Oliver

Un establecimiento antiguo, tienda con aire de ultramarinos, en el que despachan a granel frutos secos y botellas de vino

En el largo y cálido puente de octubre he vuelto con mi familia a Granada. Regresar a esa ciudad, para muchos como yo, es otra manera de hacerle frente al tiempo, de esperarlo a puerta gayola en el quicio de la plaza, sin más defensa que una copa de vino tinto alzada al aire, para así darle una larga cambiada mientras se mira despreocupado hacia el gentío multicolor que te envuelve. Eso es Granada. Una forma, de vez en vez, de recuperar el impulso que nos movía hace años cuando se veía el mundo de otra manera, cuando la tierra realmente nos era leve.

Este viaje nos hemos quedado en un ático que se alquila en la plaza de La Trinidad, esquina con la calle Tablas. Un apartamento coquetamente amueblado reconstruido en una casa señorial y decimonónica que gracias a Dios alguien decidió rehabilitar y no echar abajo a modo de sepulturero. Desde su azotea se divisan los tejados de los arrabales de la ciudad: calle Puentezuelas y plaza de la Universidad, y de cuantos edificios abrazan a la magnífica e inacabada Catedral. Digno es de comentar el espectáculo que, al atardecer, proporcionan los vencejos. Bandadas tumultuosas de esos pájaros aparecen en el horizonte, sorteando las almunias de la vega y los ya desvencijados secaderos de tabaco, para precipitarse sobre los frondosos árboles de abajo, en un extraño calculado orden, que ni el ensordecedor canto de las aves consigue alborotar.

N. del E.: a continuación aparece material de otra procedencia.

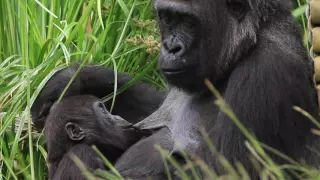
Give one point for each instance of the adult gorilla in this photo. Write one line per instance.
(253, 53)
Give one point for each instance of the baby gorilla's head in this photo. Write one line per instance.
(85, 120)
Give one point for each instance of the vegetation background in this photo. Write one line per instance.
(40, 37)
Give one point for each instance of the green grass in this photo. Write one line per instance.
(39, 37)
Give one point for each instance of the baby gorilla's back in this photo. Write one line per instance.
(77, 123)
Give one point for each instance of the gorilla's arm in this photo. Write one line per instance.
(134, 104)
(142, 160)
(262, 91)
(68, 170)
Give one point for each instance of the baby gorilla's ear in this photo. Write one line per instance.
(74, 131)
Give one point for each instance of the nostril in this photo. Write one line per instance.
(176, 48)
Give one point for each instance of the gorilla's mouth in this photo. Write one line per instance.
(172, 71)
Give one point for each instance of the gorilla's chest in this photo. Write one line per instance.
(188, 120)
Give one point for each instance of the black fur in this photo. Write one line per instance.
(252, 51)
(74, 125)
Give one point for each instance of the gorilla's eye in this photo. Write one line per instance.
(103, 108)
(237, 8)
(165, 18)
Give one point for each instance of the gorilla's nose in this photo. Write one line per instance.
(173, 47)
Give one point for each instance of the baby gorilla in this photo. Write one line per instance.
(77, 123)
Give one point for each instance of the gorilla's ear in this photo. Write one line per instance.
(74, 131)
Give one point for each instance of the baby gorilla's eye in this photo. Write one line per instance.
(103, 108)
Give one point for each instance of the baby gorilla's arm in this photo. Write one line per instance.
(69, 170)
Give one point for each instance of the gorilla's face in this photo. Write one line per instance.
(202, 38)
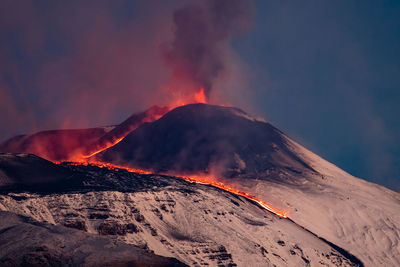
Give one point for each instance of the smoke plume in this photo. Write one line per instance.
(202, 33)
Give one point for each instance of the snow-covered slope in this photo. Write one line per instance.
(196, 224)
(230, 145)
(362, 217)
(254, 156)
(26, 242)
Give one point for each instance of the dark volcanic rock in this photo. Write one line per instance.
(205, 138)
(55, 145)
(66, 144)
(24, 169)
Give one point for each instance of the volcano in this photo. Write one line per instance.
(208, 139)
(334, 218)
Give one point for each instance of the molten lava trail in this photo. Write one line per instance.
(194, 179)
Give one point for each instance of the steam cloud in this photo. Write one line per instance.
(202, 34)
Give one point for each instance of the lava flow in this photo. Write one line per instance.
(199, 97)
(193, 179)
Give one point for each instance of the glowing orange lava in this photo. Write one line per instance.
(194, 179)
(106, 146)
(200, 96)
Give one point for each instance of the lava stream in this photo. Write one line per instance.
(195, 179)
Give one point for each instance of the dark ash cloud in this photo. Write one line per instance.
(203, 31)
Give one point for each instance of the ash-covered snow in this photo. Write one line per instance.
(196, 224)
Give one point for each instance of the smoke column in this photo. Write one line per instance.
(202, 34)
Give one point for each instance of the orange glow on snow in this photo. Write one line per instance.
(193, 179)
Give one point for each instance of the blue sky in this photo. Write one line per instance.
(327, 73)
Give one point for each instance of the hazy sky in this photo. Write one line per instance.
(327, 73)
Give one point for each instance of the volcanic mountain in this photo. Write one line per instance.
(200, 138)
(330, 211)
(73, 144)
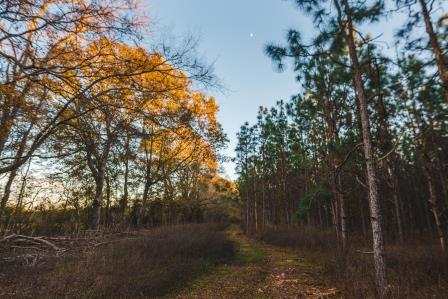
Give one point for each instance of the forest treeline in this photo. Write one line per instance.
(362, 149)
(98, 130)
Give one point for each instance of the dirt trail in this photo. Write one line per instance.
(261, 271)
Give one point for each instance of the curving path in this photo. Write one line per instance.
(261, 271)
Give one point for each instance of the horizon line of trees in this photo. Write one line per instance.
(118, 127)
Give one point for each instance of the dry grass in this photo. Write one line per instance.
(415, 270)
(148, 263)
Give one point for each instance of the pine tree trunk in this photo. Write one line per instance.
(374, 200)
(434, 205)
(97, 202)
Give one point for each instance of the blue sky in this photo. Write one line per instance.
(233, 34)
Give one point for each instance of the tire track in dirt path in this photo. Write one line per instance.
(261, 271)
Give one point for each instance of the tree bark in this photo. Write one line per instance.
(374, 200)
(434, 42)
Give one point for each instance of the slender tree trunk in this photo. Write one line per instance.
(433, 41)
(97, 202)
(434, 205)
(7, 191)
(374, 200)
(124, 199)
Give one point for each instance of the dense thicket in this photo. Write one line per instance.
(103, 131)
(364, 145)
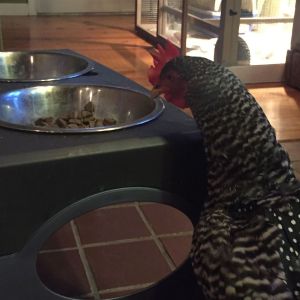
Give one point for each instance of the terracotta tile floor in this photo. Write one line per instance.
(118, 250)
(115, 250)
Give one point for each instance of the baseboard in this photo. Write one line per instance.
(14, 9)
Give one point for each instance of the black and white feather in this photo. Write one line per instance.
(247, 242)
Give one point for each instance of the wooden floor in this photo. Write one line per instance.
(111, 40)
(124, 236)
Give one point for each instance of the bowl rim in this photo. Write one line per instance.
(159, 107)
(89, 66)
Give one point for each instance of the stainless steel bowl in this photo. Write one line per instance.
(19, 109)
(40, 66)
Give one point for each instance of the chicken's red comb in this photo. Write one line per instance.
(161, 55)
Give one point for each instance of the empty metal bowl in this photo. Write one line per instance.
(20, 109)
(40, 66)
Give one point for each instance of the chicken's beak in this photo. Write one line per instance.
(156, 91)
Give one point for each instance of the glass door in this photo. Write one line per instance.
(251, 37)
(260, 33)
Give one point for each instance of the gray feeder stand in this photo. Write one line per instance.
(160, 161)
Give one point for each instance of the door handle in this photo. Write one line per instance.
(232, 12)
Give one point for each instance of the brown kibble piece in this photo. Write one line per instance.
(61, 123)
(86, 114)
(72, 125)
(99, 122)
(89, 107)
(74, 121)
(109, 121)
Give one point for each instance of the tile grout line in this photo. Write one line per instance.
(158, 243)
(126, 288)
(118, 242)
(86, 266)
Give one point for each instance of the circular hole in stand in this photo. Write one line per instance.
(115, 250)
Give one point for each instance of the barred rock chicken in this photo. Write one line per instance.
(246, 244)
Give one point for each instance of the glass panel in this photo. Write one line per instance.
(170, 20)
(147, 15)
(203, 27)
(265, 31)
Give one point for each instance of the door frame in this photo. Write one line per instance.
(251, 73)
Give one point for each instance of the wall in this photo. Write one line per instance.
(13, 1)
(85, 6)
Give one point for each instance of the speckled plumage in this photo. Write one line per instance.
(247, 242)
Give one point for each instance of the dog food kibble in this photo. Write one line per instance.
(82, 119)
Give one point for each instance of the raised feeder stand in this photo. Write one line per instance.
(48, 179)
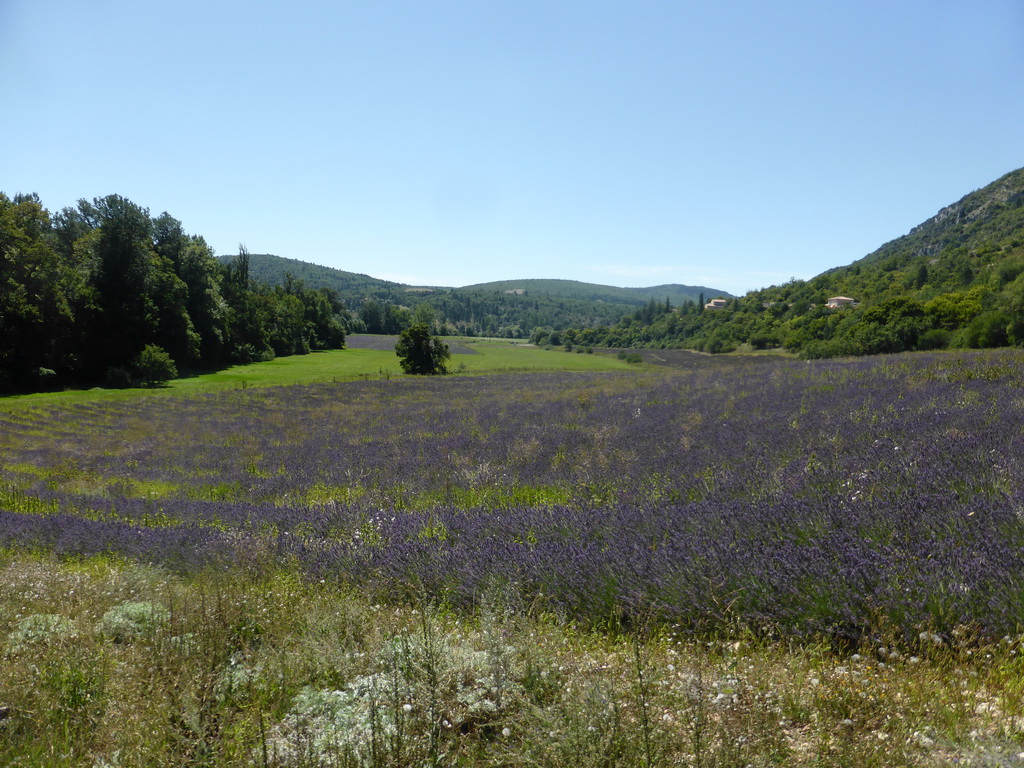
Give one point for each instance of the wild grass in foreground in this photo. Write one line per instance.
(117, 665)
(735, 563)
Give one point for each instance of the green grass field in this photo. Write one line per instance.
(493, 355)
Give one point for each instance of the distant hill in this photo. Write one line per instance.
(953, 281)
(512, 308)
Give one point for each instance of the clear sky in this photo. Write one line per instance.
(732, 143)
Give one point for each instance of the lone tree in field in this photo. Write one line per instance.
(419, 353)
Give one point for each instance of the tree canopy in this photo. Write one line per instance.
(102, 292)
(420, 353)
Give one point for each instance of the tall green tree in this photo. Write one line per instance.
(421, 354)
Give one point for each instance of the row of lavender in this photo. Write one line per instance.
(801, 497)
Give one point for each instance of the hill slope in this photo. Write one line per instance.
(955, 280)
(511, 308)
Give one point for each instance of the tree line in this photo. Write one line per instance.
(99, 293)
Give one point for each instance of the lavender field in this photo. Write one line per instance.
(795, 499)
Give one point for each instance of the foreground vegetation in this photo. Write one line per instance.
(108, 664)
(717, 561)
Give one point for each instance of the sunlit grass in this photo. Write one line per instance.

Justo en la esquina de abajo hay un establecimiento antiguo, una tienda con aire de ultramarinos, en el que se despachan a granel frutos secos y botellas de vino: Oliver. Detenido frente a su cancela de madera, con los postigos echados, me he dado cuenta que resulta imprescindible defender comercios como este, porque en ello les va a las ciudades su identidad. Pasear, por el centro de cualquier capital europea, por delante de los mismos negocios franquiciados o de multinacionales, con su idéntica decoración, similar clientela y los mismos productos y servicios, qué duda cabe, desprovee al barrio de su idiosincrasia, aleja al pueblo de sus costumbres, confundiéndose así lo extraño con lo propio. Y no creo que eso guste ni a los nativos ni a los visitantes.

Ya me despido. Estos días han acabado con un baño en la playa del Zapillo, con el agua cristalina y la arena limpia, nadando hasta la boya, pensando que mañana, quizá, pueda ser un buen día. Aunque seguro que viene alguien y lo jode.